En conséquence, les diligences ayant été régulièrement effectuées, que malgré les diligences accomplies il n’a pas été possible de pouvoir procéder à l’exécution de la mesure d’éloignement dans les délais, la présente procédure étant introduite pour une première prolongation, que par ailleurs, l’intéressé ne justifie d’aucune garantie effective de représentation, le risque de soustraction à la mesure d’éloignement étant à l’inverse particulièrement prégnant.
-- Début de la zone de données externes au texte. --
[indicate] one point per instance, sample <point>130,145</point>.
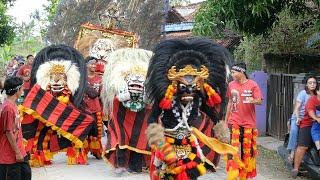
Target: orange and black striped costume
<point>127,138</point>
<point>50,126</point>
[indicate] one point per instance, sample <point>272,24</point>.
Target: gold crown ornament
<point>57,69</point>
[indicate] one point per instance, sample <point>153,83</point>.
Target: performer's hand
<point>19,157</point>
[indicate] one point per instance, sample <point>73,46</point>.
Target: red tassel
<point>80,159</point>
<point>165,103</point>
<point>216,98</point>
<point>71,152</point>
<point>182,176</point>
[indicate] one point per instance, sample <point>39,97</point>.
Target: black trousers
<point>16,171</point>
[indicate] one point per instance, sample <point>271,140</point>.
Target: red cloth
<point>243,113</point>
<point>94,105</point>
<point>9,121</point>
<point>311,105</point>
<point>24,69</point>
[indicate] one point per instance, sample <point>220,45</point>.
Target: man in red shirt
<point>94,107</point>
<point>13,159</point>
<point>304,136</point>
<point>243,95</point>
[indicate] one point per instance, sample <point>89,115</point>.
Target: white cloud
<point>22,9</point>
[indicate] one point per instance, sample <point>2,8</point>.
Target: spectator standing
<point>298,113</point>
<point>243,94</point>
<point>14,163</point>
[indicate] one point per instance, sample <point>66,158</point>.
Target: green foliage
<point>23,44</point>
<point>178,2</point>
<point>287,36</point>
<point>7,2</point>
<point>6,30</point>
<point>247,17</point>
<point>208,21</point>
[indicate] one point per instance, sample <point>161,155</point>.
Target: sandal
<point>294,173</point>
<point>290,159</point>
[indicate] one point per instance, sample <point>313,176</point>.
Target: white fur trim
<point>71,70</point>
<point>120,62</point>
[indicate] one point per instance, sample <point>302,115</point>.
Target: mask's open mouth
<point>135,87</point>
<point>187,98</point>
<point>56,88</point>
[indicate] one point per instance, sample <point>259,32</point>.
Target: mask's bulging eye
<point>182,87</point>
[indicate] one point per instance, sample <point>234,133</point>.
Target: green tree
<point>287,36</point>
<point>243,16</point>
<point>6,30</point>
<point>178,2</point>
Ses demandes de mise en liberté et d’assignation à résidence devaient donc être rejetées.
Pour l’ensemble des motifs précédemment exposés il conviendra de confirmer l’ordonnance du magistrat du siège du tribunal judiciaire.
PAR CES MOTIFS
Statuant publiquement par décision réputée contradictoire en dernier ressort, après débats en audience publique,
Confirmons l’ordonnance du magistrat désigné pour le contrôle des mesures d’éloignement et de rétention en date du 29 Avril 2026.
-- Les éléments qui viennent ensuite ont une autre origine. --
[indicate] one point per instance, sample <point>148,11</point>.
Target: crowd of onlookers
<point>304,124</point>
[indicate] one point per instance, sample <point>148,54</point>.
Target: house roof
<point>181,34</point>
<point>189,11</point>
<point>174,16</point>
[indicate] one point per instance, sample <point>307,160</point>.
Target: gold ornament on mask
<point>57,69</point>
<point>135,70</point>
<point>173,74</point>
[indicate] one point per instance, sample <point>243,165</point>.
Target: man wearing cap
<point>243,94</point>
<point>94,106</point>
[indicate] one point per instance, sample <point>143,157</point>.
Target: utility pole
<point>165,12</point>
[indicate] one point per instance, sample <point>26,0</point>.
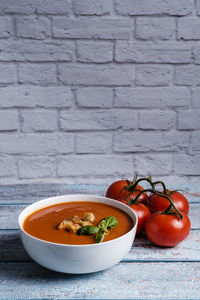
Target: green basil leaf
<point>100,236</point>
<point>103,225</point>
<point>111,222</point>
<point>87,230</point>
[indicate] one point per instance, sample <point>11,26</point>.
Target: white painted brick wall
<point>94,90</point>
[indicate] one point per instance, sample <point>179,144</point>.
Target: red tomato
<point>156,203</point>
<point>167,230</point>
<point>142,213</point>
<point>115,191</point>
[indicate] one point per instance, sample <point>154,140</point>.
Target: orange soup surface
<point>43,223</point>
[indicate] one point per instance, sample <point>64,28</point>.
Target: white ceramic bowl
<point>77,259</point>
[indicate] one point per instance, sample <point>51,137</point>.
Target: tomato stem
<point>163,194</point>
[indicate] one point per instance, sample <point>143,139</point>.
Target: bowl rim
<point>78,195</point>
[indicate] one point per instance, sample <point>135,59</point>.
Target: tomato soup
<point>43,224</point>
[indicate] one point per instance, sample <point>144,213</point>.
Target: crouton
<point>69,225</point>
<point>75,223</point>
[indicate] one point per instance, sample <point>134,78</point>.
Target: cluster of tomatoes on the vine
<point>162,214</point>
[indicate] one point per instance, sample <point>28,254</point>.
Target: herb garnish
<point>106,223</point>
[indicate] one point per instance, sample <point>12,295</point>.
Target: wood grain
<point>29,193</point>
<point>11,249</point>
<point>9,215</point>
<point>123,281</point>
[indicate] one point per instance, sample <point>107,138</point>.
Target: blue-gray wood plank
<point>124,280</point>
<point>148,272</point>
Les parties sont avisées qu’elles peuvent se pourvoir en cassation contre cette ordonnance dans un délai de 2 mois à compter de cette notification, le pourvoi devant être formé par déclaration au greffe de la Cour de cassation, signé par un avocat au conseil d’Etat ou de la Cour de cassation.
La greffière La présidente
Reçu et pris connaissance le :
Monsieur [N] [M]
Assisté d’un interprète
COUR D’APPEL D’AIX-EN-PROVENCE
Chambre 1-11, Rétentions Administratives
Palais Verdun , bureau 443
Téléphone : [XXXXXXXX01] – [XXXXXXXX02] – [XXXXXXXX03]
Courriel : [Courriel 1]
Aix-en-Provence, le 01 Mai 2026
À
— PREFECTURE DES BOUCHES DU RHONE
— Monsieur le directeur du centre de rétention administrative de [Localité 1]
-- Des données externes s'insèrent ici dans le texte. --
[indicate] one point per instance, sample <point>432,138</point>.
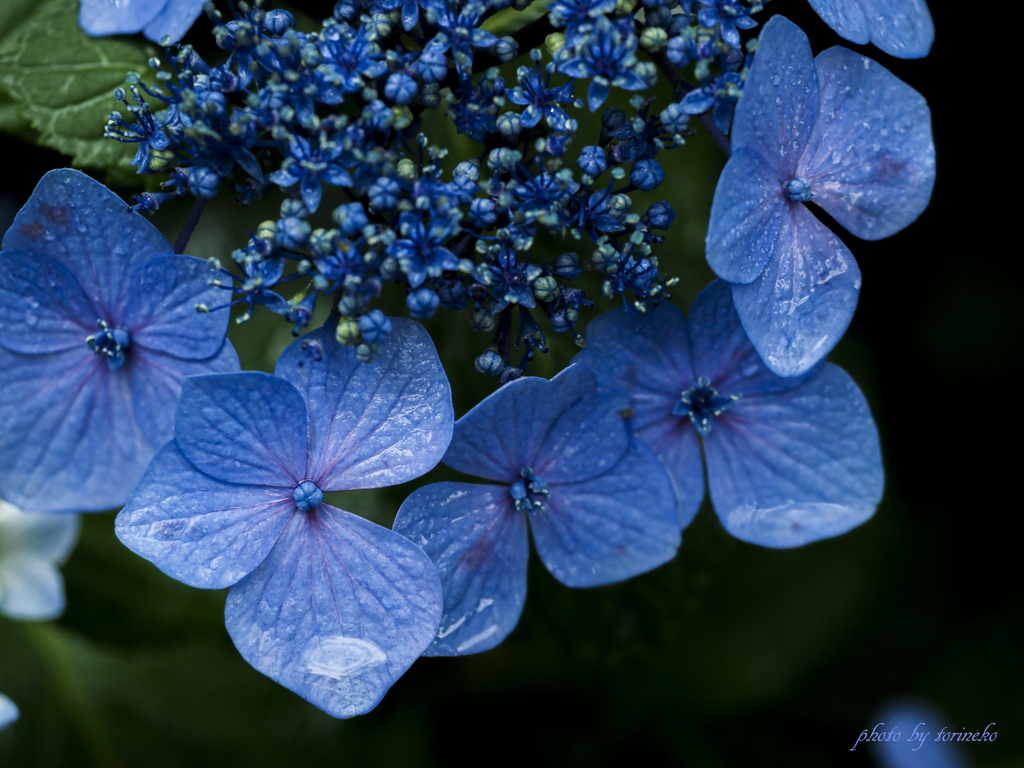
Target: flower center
<point>799,190</point>
<point>111,343</point>
<point>529,493</point>
<point>702,401</point>
<point>307,496</point>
— Monsieur le procureur général
— Monsieur le greffier du Magistrat du siège du tribunal judiciaire chargé du contrôle des mesures privatives et restrictives de libertés de MARSEILLE
— Maître [U] [I]
NOTIFICATION D’UNE ORDONNANCE
J’ai l’honneur de vous notifier l’ordonnance ci-jointe rendue le 01 Mai 2026, suite à l’appel interjeté par:
Monsieur [N] [M]
né le 28 Novembre 1985 à [Localité 2] (TUNISIE), de nationalité Tunisienne
Je vous remercie de m’accuser réception du présent envoi.
La greffière,
VOIE DE RECOURS
Nous prions Monsieur le directeur du centre de rétention administrative de bien vouloir indiquer au retenu qu’il peut se pourvoir en cassation contre cette ordonnance dans un délai de 2 mois à compter de cette notification, le pourvoi devant être formé par déclaration au greffe de la Cour de cassation.